Tenants are responsible for damages to their personal property. Landlords typically do not insure anything other than the building and infrastructure items such as elevators and air conditioning systems. Even negligent actions caused by one tenant, such as a fire in another rental apartment that causes damage to an innocent tenant’s personal property, will not be covered by the landlord’s insurance.
Exceptions to this could include damage caused by the landlord’s negligence such as damage caused by faulty electrical wiring. However, a tenant might have to seek assistance from a court to receive compensation for damage to personal property.
Many insurance companies have rental insurance available for tenants to help insure personal property against damage.

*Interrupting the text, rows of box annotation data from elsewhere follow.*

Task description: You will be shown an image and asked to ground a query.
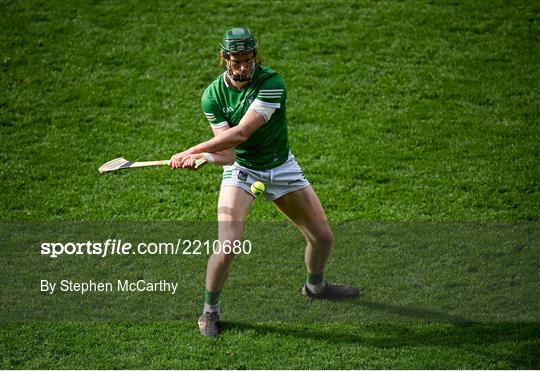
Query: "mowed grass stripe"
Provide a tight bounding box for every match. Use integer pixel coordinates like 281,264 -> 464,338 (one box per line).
0,322 -> 540,369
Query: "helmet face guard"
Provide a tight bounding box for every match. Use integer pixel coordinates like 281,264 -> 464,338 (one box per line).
219,27 -> 259,82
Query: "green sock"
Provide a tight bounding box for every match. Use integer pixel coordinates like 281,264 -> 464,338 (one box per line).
306,272 -> 324,286
204,289 -> 221,305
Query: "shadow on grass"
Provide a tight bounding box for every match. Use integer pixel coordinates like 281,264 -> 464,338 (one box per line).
357,299 -> 472,323
221,300 -> 540,369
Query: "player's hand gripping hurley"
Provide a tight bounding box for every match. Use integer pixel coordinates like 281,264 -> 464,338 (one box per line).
98,157 -> 208,174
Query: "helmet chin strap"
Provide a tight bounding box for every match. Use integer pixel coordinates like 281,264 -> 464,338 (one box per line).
227,63 -> 256,82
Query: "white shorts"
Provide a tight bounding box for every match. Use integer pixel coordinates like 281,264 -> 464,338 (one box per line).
221,152 -> 309,201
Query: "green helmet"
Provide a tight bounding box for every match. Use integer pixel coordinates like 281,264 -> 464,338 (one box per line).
219,27 -> 259,58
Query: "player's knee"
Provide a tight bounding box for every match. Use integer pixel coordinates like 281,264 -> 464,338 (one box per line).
313,227 -> 334,248
214,249 -> 235,267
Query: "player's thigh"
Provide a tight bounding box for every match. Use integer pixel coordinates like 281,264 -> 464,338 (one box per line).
217,186 -> 254,241
274,186 -> 332,244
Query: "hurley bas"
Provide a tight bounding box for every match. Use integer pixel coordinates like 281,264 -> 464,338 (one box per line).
40,280 -> 178,295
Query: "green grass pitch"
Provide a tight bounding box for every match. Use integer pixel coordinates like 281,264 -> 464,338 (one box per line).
0,0 -> 540,369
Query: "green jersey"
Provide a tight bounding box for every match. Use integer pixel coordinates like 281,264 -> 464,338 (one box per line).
201,66 -> 289,170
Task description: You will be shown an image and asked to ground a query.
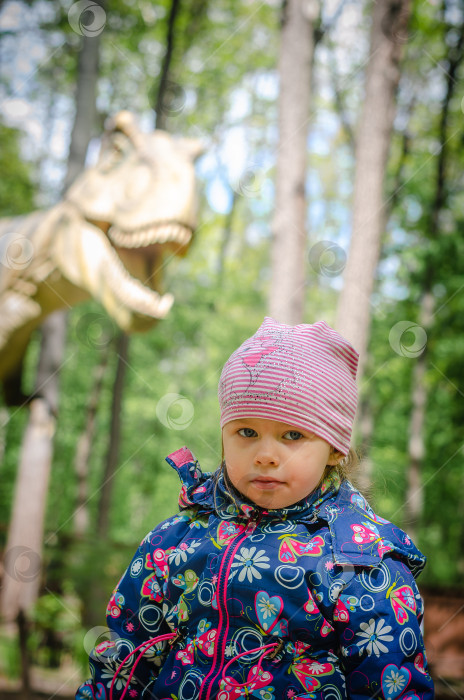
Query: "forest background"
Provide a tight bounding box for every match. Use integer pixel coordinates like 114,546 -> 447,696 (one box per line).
0,0 -> 464,692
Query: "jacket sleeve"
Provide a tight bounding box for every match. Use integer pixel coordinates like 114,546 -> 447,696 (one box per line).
76,517 -> 182,700
334,554 -> 434,700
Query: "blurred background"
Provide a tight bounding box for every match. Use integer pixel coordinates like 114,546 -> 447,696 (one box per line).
0,0 -> 464,697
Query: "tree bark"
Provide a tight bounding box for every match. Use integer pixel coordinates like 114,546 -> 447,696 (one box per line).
336,0 -> 410,382
74,346 -> 109,539
406,19 -> 464,538
269,0 -> 319,325
97,0 -> 185,540
97,333 -> 129,540
0,17 -> 99,620
155,0 -> 180,129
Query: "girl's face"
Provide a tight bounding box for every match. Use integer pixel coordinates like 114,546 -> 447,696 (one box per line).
222,418 -> 340,509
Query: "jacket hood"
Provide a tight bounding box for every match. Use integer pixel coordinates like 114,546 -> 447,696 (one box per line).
166,447 -> 340,522
166,447 -> 426,577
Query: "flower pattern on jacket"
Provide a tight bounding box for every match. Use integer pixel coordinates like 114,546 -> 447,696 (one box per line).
77,448 -> 433,700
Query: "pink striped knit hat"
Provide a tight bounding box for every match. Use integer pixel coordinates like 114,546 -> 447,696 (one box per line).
218,317 -> 358,455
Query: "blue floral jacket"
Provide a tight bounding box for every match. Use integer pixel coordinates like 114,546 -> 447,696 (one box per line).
76,448 -> 433,700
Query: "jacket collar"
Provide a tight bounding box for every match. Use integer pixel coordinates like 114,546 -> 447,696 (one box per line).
166,447 -> 426,576
166,447 -> 340,522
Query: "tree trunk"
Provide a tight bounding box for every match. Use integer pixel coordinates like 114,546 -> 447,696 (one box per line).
97,0 -> 180,540
269,0 -> 319,325
406,19 -> 464,537
155,0 -> 180,129
97,333 -> 129,541
74,345 -> 109,539
336,0 -> 410,382
1,21 -> 99,620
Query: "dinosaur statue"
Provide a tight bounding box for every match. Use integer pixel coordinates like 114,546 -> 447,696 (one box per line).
0,111 -> 203,404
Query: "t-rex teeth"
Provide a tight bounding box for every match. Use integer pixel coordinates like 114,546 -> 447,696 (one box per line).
108,222 -> 192,248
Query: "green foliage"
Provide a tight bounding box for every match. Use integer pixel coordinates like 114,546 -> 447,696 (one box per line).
0,124 -> 35,216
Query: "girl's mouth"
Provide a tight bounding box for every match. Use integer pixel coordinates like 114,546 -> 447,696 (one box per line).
251,477 -> 283,490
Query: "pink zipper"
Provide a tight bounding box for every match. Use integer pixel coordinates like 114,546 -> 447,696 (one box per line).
198,520 -> 259,700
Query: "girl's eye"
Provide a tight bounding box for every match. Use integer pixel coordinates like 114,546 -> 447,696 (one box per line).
238,428 -> 258,437
284,430 -> 303,440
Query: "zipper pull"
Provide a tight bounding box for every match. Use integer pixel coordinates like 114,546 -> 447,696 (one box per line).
266,637 -> 285,660
168,629 -> 184,648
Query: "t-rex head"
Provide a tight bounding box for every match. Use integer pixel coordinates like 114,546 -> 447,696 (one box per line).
0,112 -> 202,403
65,111 -> 203,330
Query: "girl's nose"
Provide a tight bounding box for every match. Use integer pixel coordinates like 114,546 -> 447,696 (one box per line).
255,440 -> 280,467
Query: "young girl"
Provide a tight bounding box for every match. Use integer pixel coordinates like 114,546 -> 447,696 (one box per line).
77,318 -> 433,700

Tenants have a set of rights imposed by both rental and general laws. In West Virginia, tenants have the legal right to rent a premise regardless of their race, religion, color, national origin, ancestry, sex, blindness, handicap (disability), or familial status. W.Va. Code §5-11A-5. They also have the right to have such premises delivered and maintained in a fit and habitable condition for the duration of their tenancy. W.Va. Code §37-6-30.
If a landlord fails to maintain the premises in a fit condition then the tenant has the right to complain to the landlord or to local government agencies, such as the building code inspector, fire marshal, or health department. The landlord cannot legally evict the tenant in retaliation for complaints made about unfit housing conditions. But a landlord is under no general legal duty to renew a lease once it naturally expires.
Tenants have the right to file a civil suit against the landlord to enforce their right to live in fit housing and to seek monetary damages if the tenant’s rights have been violated. Tenants do not need to have legal representation in order to file suit and have the right to represent themselves in the action. If tenants are unable to pay filing fees to bring suit, then they have the right to file an Affidavit of Indigency, which, if granted, would waive some court costs associated with bringing a civil case.
In West Virginia, tenants do not legally have the right to withhold rent to pressure a landlord to make changes. W.Va. Code §37-6-30(7)(c). There are some exceptions to this rule; more information on when a tenant is not legally obligated to pay rent can be found in the section on Warranty of Habitability.
Tenants are responsible for the timely payment of rent in accordance with the terms of the lease and reporting and paying proper reimbursement for all damage caused to the property by the tenant or someone on the premises with the tenant’s permission.
The tenant is responsible for behaving, and making his or her guests behave, in a way that does not disturb others’ peaceful enjoyment of their property, and that does not cause undue wear and tear on the rental property. A landlord is not responsible for making repairs to the property that were caused by the tenant or others on the premises with the permission of the tenant.
Landlords and tenants have certain rights and responsibilities imposed by state and federal statutes and court decisions. Further rights and obligations can be imposed upon either party by specific provisions in the lease agreement.
By law, a landlord is entitled to collect rent by the terms specified in the lease. The landlord also has the right to evict the tenant or terminate the lease if the tenant fails to pay rent or uphold provisions of the lease agreement.
A landlord is responsible for general maintenance to the rental property and to keep it in a fit and habitable condition and to be in compliance with applicable health, safety, fire, and housing codes. W.Va. Code §37-6-30. The landlord must comply with state law imposing a warranty of habitability on the premises, for more information on this please see the section on the Warranty of Habitability.
A landlord is also responsible for whatever the lease specifically requires. This could include almost anything that was included in the lease, such as snow removal, grass cutting, etc.